Taking down flight MH17 goes into history as a crime with a bitter taste. It’s a clear warning of the time we are living in right now. But what are we going to do about it when our Defence isn’t taken serious enough? Do we act responsible in this way?
Who actually took down the plane isn’t truly discovered yet. The investigation of the disaster and bringing back the bodies of the two hundred ninety eight passengers caused mixed feelings. The care for the bodies and the bereaved took place with great dignity. The process of finding the ones who shot down the plane and bring them to court became actually more a political game to avoid the discussion than a case of justice. What we, in any case, can conclude is that we, as a country, haven’t learned from our mistakes.
A lot of the Dutch people were praising the way of dealing with the deceased persons and their relatives. But there was also, especially short after the disaster, a shared feeling that bringing justice to the offenders should happen soon. Our Prime Minister has stated that also short after the disaster. We’re thirteen months further and no single offender has got his punishment yet for the crime he committed. That’s not only a failure of the Dutch and international justice system, but also another smack in the face of the relatives. We had the Special Forces to support the investigation teams, but the government was afraid of escalation. After such a crime, shooting down innocent people, you have to send a signal that you indeed do everything to bring this national disaster to, at least, an honest and fair end.
Our Defensive forces get there budget cut every year. Their tasks however stay the same: defend our country, our economic properties and our allies all over the world. The missions to Mali and our fight against ISIS are extended with another year. For the past years, hundreds of millions where taken from the budget for the Ministry of Defence. They needed at least three milliard to make some progress in their plans, they got two hundred fifty to three hundred seventy-five million. This sounds the same as the situation before World War II. More and more tensions everywhere in the world, but we save on our Defence. We have a commitment with the EU member states that we spend at least 2% of our Gross Domestic Product (GDP) on Defence. The Netherlands are currently at 1.2%. We are on head when it comes to meeting EU standards, but the ones concerning our safety aren’t that important apparently.

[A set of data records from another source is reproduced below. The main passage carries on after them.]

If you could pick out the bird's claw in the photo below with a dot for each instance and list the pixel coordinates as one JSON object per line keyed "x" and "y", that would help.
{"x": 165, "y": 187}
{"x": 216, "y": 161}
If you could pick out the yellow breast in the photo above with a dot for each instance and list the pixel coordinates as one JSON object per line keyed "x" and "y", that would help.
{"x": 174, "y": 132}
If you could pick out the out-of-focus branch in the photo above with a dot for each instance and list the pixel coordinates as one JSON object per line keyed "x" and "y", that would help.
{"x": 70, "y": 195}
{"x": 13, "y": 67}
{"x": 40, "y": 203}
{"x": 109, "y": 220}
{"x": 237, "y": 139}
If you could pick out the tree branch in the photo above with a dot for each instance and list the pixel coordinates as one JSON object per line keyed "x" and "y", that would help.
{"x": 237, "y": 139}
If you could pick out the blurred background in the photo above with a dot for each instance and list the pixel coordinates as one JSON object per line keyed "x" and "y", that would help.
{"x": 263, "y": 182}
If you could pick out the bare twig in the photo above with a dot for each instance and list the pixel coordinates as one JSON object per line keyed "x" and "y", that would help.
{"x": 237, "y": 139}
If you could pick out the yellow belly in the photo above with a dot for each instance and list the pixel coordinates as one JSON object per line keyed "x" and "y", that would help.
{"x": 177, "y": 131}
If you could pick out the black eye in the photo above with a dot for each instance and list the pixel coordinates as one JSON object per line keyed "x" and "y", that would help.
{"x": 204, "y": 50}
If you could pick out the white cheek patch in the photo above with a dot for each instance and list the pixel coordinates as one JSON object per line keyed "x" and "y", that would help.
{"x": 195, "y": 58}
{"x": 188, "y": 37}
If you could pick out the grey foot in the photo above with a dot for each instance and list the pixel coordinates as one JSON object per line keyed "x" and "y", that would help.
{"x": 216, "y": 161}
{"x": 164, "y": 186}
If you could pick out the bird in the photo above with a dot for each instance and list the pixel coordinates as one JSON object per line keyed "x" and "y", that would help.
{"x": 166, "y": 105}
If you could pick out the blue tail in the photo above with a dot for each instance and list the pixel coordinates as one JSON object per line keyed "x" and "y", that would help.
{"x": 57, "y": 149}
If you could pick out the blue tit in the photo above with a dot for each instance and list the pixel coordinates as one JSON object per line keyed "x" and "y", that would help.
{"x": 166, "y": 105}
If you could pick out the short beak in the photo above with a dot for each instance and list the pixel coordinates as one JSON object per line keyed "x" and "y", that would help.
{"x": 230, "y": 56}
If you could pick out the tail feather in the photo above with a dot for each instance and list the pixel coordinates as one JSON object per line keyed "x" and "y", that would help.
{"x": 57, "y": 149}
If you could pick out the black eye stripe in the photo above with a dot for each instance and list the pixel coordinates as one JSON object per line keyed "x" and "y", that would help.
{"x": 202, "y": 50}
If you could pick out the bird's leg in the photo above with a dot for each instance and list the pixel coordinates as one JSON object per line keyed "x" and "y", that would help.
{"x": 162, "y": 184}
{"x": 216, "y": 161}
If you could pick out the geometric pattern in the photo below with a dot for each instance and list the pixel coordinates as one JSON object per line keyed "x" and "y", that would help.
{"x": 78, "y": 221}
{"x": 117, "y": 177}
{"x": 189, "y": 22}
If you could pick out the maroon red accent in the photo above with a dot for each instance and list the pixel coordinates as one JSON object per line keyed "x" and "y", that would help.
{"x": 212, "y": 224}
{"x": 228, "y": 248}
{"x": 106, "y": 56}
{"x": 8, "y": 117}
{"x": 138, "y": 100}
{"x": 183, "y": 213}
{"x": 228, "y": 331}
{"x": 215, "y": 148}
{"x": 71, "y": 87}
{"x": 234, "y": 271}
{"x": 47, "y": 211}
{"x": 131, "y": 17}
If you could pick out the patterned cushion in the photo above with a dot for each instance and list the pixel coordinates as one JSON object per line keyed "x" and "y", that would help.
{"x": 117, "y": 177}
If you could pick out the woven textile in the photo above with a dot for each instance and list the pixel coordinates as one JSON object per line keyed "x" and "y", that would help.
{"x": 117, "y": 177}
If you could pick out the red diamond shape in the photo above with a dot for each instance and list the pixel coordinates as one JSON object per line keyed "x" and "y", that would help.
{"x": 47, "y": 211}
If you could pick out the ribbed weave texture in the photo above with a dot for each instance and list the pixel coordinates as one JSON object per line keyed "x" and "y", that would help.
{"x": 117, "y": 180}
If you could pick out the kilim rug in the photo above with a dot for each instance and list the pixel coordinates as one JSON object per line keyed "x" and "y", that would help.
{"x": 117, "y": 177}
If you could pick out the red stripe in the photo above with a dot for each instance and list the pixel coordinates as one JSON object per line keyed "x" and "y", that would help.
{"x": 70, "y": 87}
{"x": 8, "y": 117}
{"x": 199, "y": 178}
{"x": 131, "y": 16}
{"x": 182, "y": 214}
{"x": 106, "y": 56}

I applied for the part-time job at the National Reserves (NATRES) a few months ago. The people who are working there are anxious about their future. Sometimes they don’t even have the materials to exercise. There will be savings on the budget for the NATRES. That’s regrettable because these part of Defence prepare people for society, bring them discipline, respect for a superior and give them the skills to survive in hard circumstances. They also protect several important events and buildings, like recently the Nuclear Top in The Hague.
Still the Parliament don’t want to invest heavily in Defence, which is absolute necessary. At this moment we are losing experience and knowledge. Our safety is worth a lot, but apparently not when economic problems are present. As a collective we have to agree that our safety is the most important factor the government has to take into account for their citizens. We have a moral duty to protect freedom, to ourselves but also to other population groups who are threatened.
I am willing to do everything in my power to secure our main human right: freedom. But as long as that we are not willing to pay for this as a collective and take our responsibility to mankind, it is waiting for the next disaster to happen.